Team:MIT/Protocols


Protocols
C. Hutchinsonii Media

This is the media used for C. Hutch and co cultures with E. Coli. The media contains all the salts needed for both bacteria but not the carbon source (filter paper) due to the carbon source not being liquid. Cultures are made by adding the salt solution to a tube containing a piece of filter paper where the tube with the paper in it has been sterilized (usually by autoclave).

C Hutch ALONE in 1 L

Paper: 50 grams per liter of media, which is one 0.5g 9cm No. 1 filter paper disks per 100 mL.

Component Amount
KH2PO4 0.2 g
MgSO4*7H2O 0.5 g
KCl 0.5 g
NaNO3 0.5 g
FeSO4*7H2O 20 mg
K2HPO4 0.8 g
tryptone 1 g

Autoclave 15 min.

E Coli ALONE (M9) in 1 L

  1. Make 5x M9 salts
    • To make M9 Salts aliquot 800ml H2O and add
      • 64g Na2HPO4-7H2O
      • 15g KH2PO4
      • 2.5g NaCl
      • 5.0g NH4Cl
      • Stir until dissolved
      • Adjust to 1000ml with distilled H2O
      • Sterilize by autoclaving
  2. Measure ~700ml of distilled H2O (sterile)
  3. Add 200ml of M9 salts
  4. Add 2ml of 1M MgSO4 (sterile)
  5. Add 20 ml of 20% glucose (or other carbon source)
  6. Add 100ul of 1M CaCl2 (sterile)
  7. Adjust to 1000ml with distilled H2O
Stock Culture Preparation

C Hutch is slow to grow, so experiments will be much faster if large initial concentrations of C Hutch is used.
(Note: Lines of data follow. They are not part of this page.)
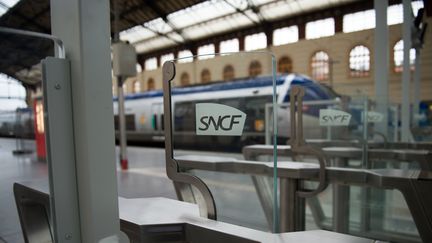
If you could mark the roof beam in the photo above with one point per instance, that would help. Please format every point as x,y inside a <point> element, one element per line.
<point>158,11</point>
<point>131,21</point>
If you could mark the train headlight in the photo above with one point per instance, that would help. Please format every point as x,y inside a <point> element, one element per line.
<point>259,125</point>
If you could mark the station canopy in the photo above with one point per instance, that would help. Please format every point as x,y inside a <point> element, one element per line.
<point>148,24</point>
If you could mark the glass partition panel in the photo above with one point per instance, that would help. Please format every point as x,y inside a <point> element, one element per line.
<point>218,108</point>
<point>375,213</point>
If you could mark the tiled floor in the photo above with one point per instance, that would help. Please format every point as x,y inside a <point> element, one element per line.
<point>235,195</point>
<point>146,178</point>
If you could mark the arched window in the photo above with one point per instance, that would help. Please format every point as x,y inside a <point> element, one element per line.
<point>398,57</point>
<point>228,72</point>
<point>359,61</point>
<point>137,86</point>
<point>205,76</point>
<point>285,65</point>
<point>320,66</point>
<point>150,84</point>
<point>184,79</point>
<point>255,68</point>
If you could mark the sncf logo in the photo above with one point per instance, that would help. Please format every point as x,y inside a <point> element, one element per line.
<point>221,120</point>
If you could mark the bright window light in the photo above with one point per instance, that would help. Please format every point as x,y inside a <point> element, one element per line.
<point>359,21</point>
<point>229,46</point>
<point>320,28</point>
<point>150,64</point>
<point>285,35</point>
<point>395,12</point>
<point>255,41</point>
<point>137,86</point>
<point>398,57</point>
<point>204,50</point>
<point>185,56</point>
<point>167,57</point>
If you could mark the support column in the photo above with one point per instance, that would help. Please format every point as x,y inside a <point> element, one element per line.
<point>381,57</point>
<point>83,25</point>
<point>417,84</point>
<point>406,74</point>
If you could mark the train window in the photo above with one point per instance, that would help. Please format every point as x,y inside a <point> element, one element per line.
<point>285,65</point>
<point>150,84</point>
<point>205,76</point>
<point>228,72</point>
<point>184,79</point>
<point>184,116</point>
<point>255,68</point>
<point>398,57</point>
<point>254,107</point>
<point>359,61</point>
<point>130,122</point>
<point>320,67</point>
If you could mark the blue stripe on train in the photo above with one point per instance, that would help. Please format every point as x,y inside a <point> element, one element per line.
<point>222,86</point>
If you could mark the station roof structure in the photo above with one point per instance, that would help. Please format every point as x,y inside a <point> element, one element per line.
<point>148,24</point>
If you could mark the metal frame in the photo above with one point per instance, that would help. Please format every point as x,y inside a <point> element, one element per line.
<point>60,149</point>
<point>172,165</point>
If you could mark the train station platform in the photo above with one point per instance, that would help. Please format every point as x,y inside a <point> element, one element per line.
<point>145,178</point>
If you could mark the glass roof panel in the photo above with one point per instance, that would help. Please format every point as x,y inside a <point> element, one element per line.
<point>136,34</point>
<point>158,25</point>
<point>199,13</point>
<point>217,26</point>
<point>215,16</point>
<point>153,44</point>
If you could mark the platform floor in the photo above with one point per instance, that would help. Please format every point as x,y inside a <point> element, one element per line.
<point>234,194</point>
<point>145,178</point>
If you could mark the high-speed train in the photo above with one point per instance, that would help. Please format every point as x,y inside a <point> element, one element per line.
<point>144,111</point>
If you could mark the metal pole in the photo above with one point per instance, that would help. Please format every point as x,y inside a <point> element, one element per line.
<point>83,25</point>
<point>406,74</point>
<point>122,125</point>
<point>120,95</point>
<point>381,58</point>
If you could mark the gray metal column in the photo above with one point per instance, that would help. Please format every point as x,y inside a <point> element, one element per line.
<point>120,95</point>
<point>381,58</point>
<point>406,74</point>
<point>417,78</point>
<point>83,25</point>
<point>122,124</point>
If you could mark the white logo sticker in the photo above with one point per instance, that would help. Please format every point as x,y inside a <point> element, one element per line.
<point>329,117</point>
<point>217,119</point>
<point>375,117</point>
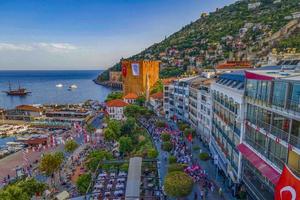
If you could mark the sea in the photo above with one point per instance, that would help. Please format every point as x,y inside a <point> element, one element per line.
<point>42,85</point>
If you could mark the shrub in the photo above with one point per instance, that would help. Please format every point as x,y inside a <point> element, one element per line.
<point>165,137</point>
<point>204,156</point>
<point>160,124</point>
<point>172,159</point>
<point>196,148</point>
<point>178,184</point>
<point>176,167</point>
<point>167,146</point>
<point>152,153</point>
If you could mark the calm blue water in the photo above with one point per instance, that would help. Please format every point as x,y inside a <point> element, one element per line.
<point>42,85</point>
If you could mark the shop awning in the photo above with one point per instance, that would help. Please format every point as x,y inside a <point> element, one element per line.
<point>264,168</point>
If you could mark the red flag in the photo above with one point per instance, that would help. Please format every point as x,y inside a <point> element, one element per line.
<point>190,137</point>
<point>124,70</point>
<point>288,186</point>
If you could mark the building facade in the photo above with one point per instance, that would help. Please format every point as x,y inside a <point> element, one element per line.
<point>200,107</point>
<point>272,128</point>
<point>227,127</point>
<point>115,109</point>
<point>176,99</point>
<point>139,76</point>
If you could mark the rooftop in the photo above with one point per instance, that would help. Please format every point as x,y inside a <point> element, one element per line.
<point>275,72</point>
<point>116,103</point>
<point>158,95</point>
<point>131,96</point>
<point>28,108</point>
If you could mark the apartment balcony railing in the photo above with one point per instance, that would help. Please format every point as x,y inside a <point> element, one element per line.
<point>288,106</point>
<point>277,132</point>
<point>229,140</point>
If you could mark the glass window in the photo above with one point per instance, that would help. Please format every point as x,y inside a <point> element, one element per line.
<point>295,98</point>
<point>279,93</point>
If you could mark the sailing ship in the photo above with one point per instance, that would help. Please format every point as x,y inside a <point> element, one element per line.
<point>18,92</point>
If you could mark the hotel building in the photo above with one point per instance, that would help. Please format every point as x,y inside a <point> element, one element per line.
<point>200,107</point>
<point>227,117</point>
<point>272,128</point>
<point>176,99</point>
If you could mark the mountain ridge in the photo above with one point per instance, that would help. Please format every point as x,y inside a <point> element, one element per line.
<point>237,31</point>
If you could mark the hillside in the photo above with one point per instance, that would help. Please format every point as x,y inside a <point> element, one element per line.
<point>243,30</point>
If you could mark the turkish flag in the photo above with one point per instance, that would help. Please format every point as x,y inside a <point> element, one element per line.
<point>124,70</point>
<point>288,186</point>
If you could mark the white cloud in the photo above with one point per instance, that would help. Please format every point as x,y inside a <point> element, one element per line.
<point>15,47</point>
<point>49,47</point>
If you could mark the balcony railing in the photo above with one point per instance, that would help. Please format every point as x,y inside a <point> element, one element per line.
<point>277,132</point>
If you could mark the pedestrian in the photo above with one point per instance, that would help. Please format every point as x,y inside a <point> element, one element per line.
<point>202,194</point>
<point>220,192</point>
<point>212,188</point>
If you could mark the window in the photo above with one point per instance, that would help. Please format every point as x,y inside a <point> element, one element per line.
<point>294,102</point>
<point>279,93</point>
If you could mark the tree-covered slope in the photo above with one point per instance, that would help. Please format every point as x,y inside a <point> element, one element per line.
<point>237,30</point>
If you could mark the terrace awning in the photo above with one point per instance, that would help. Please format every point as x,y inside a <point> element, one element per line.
<point>265,169</point>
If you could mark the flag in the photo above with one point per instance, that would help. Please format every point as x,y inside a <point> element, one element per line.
<point>135,69</point>
<point>124,70</point>
<point>288,186</point>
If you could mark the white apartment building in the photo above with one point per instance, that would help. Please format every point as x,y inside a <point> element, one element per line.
<point>176,99</point>
<point>201,107</point>
<point>227,124</point>
<point>115,109</point>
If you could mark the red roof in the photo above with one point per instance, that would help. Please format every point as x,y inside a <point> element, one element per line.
<point>116,103</point>
<point>131,96</point>
<point>261,165</point>
<point>28,108</point>
<point>158,95</point>
<point>235,65</point>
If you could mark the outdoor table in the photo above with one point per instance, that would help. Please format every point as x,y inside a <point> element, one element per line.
<point>109,186</point>
<point>150,185</point>
<point>112,174</point>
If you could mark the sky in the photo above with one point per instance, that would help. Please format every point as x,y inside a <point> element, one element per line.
<point>88,34</point>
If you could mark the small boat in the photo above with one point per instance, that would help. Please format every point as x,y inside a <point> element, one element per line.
<point>18,92</point>
<point>72,87</point>
<point>59,85</point>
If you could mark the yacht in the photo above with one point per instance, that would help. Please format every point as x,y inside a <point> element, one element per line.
<point>73,87</point>
<point>59,85</point>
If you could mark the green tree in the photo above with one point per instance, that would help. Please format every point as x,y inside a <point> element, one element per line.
<point>172,159</point>
<point>95,157</point>
<point>70,146</point>
<point>83,183</point>
<point>176,167</point>
<point>166,137</point>
<point>128,127</point>
<point>140,101</point>
<point>114,95</point>
<point>125,144</point>
<point>13,192</point>
<point>178,184</point>
<point>115,126</point>
<point>90,128</point>
<point>109,135</point>
<point>50,163</point>
<point>167,146</point>
<point>188,131</point>
<point>152,153</point>
<point>23,189</point>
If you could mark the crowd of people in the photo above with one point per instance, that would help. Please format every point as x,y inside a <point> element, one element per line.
<point>182,150</point>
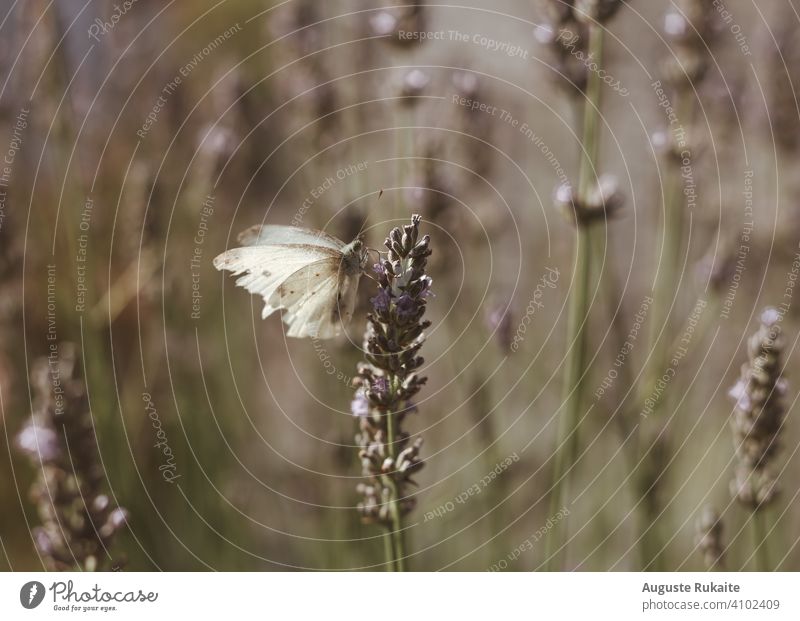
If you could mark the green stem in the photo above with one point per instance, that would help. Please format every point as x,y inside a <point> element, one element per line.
<point>567,445</point>
<point>651,548</point>
<point>396,528</point>
<point>760,541</point>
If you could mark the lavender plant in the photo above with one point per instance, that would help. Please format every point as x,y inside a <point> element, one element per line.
<point>78,521</point>
<point>387,383</point>
<point>709,538</point>
<point>757,424</point>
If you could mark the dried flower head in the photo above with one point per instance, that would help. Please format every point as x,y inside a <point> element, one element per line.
<point>709,538</point>
<point>396,23</point>
<point>78,521</point>
<point>759,414</point>
<point>566,39</point>
<point>603,200</point>
<point>388,381</point>
<point>691,29</point>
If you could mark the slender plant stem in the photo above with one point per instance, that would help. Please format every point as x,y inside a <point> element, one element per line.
<point>567,446</point>
<point>396,531</point>
<point>651,548</point>
<point>758,520</point>
<point>388,550</point>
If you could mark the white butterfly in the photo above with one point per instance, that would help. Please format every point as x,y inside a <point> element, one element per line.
<point>311,275</point>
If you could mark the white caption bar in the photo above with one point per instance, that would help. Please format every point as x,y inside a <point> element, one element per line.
<point>333,596</point>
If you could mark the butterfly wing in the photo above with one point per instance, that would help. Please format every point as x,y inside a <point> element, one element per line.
<point>270,234</point>
<point>264,268</point>
<point>318,299</point>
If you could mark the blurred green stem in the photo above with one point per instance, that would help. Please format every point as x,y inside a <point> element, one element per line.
<point>665,295</point>
<point>760,541</point>
<point>396,529</point>
<point>567,443</point>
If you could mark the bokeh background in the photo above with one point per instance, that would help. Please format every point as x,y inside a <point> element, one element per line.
<point>128,183</point>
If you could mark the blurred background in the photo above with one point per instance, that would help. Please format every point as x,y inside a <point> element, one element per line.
<point>139,138</point>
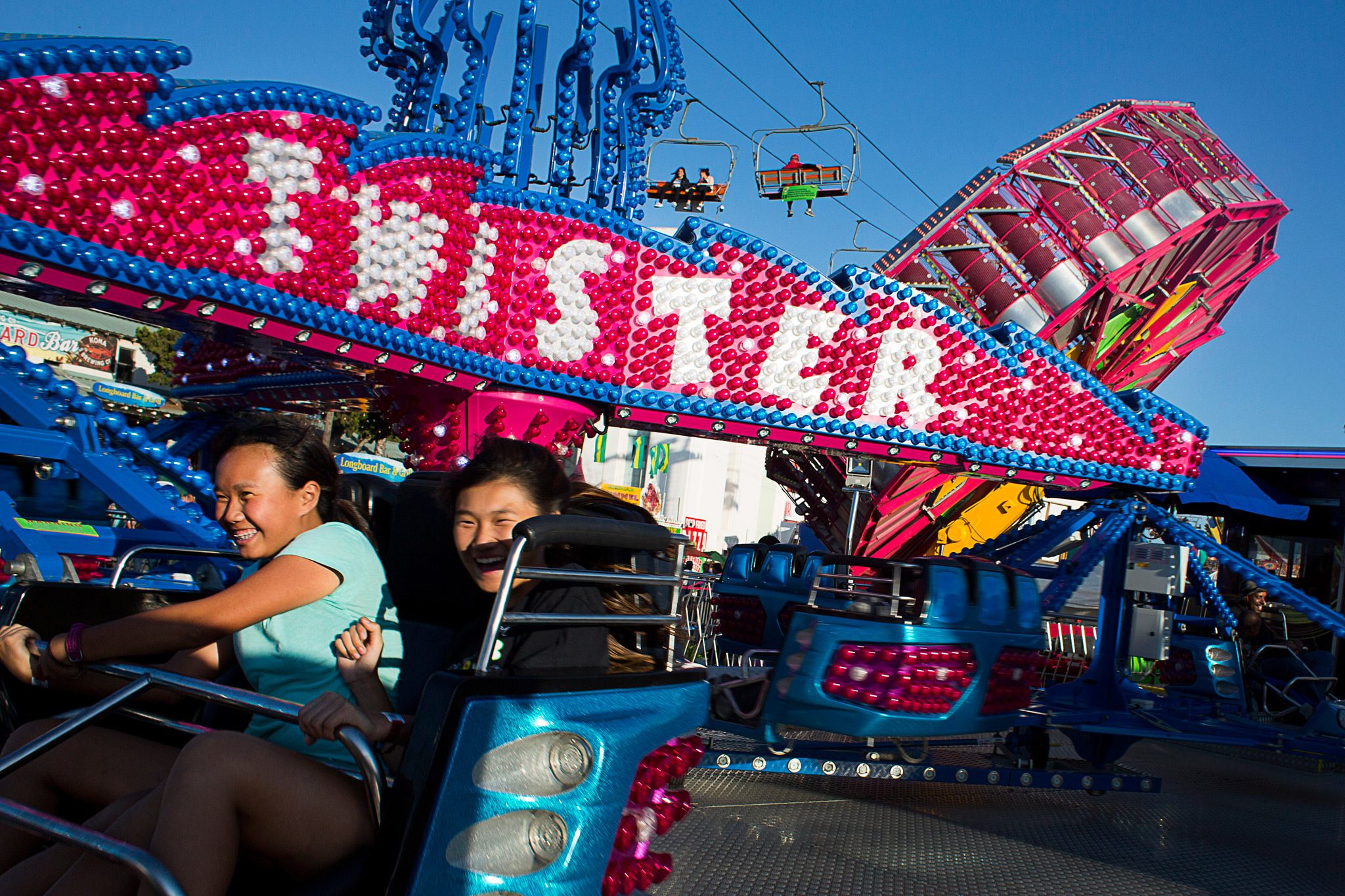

This is achieved by having a continual stock of C Hutch in the incubator which is used to provide cells for experiments

Protocol:

Stripette:

  • 10ml of current stock
  • 90ml of DSM3T media
  • 5g of autoclaved filter paper strips

into a 500ml flask, and place in shaker.

Transformation
  1. Make sure that the incubator (30/37C) and heat block (42C) are ON.
    1. Put water in the wells of the 42°C heat block.
  2. Make sure required antibiotic plates are present.  Make sure you're using the right antibiotic plates for your plasmid's resistance!
    1. Warm plates to 37°C.  Cold plates reduce transformation efficiency by an order of magnitude.
    2. Also warm 500 µl SOC per transformation to room temperature (if it was in the refrigerator.)
  3. Take the DNA out of --20 freezer, let it thaw.
    1. Vortex DNA to mix, then spin down.  Make sure it is completely thawed out!
  4. Make sure that all of the required reagents/DNA etc are present at the site of transformation before you take the cells out of the -80.
  5. Thaw the competent cells on ice for 3-4 min.
    1. You want to add your DNA right as the last bit of cells' ice melts.  Even if it's still a little slushy, that's okay.
  6. Add 1-2 µl of DNA into the comp cells.  Stir with a pipette tip a few times, then put right back on ice.
    1. If you're transforming the result of a reaction (GG, LR, etc) add 1-2 µl of the reaction.  Don't add more: many of these reactions have additives that screws up transformation.
    2. If you're transforming plasmid DNA (from a miniprep), either (a) dilute it out so you add only ~10 ng of DNA, or (b) plate only 10 µl of the outgrowth – else you'll get a lawn!  Super-coiled DNA transforms super-efficiently. As an alternative, transform 1 ul of miniprep DNA and then streak the outgrowth instead of plating with beads.
    3. You can rescue DNA from an empty mini prep tube by gently pipetting the cells into the empty DNA tube, enough DNA will be stuck to the walls.
  7. Incubate the cells on ice for 30-40 min.
  8. Heat shock the cells for EXACTLY 30 sec at 42 C water bath.
  9. Place back on ice for 90 seconds.
  10. Add 250 ul of SOC (37° to RT) medium to each tube (S.O.C is made by dissolving 0.5 ml of 20% glucose in 25 ml of SOB. Make sure that the SOC is clear and not cloudy/ contaminated.)
  11. Shake the tubes at 37 C, 280 rpm for 60 min.
  12. Plate 100 µl for a reaction product, or 10 µl in a 100 µl puddle of water for a supercoiled plasmid.
  13. Incubate plates upside down overnight at 37 C or 16-18h at 30C.
    Can leave the cells in the incubator for up to 18 hours but no more.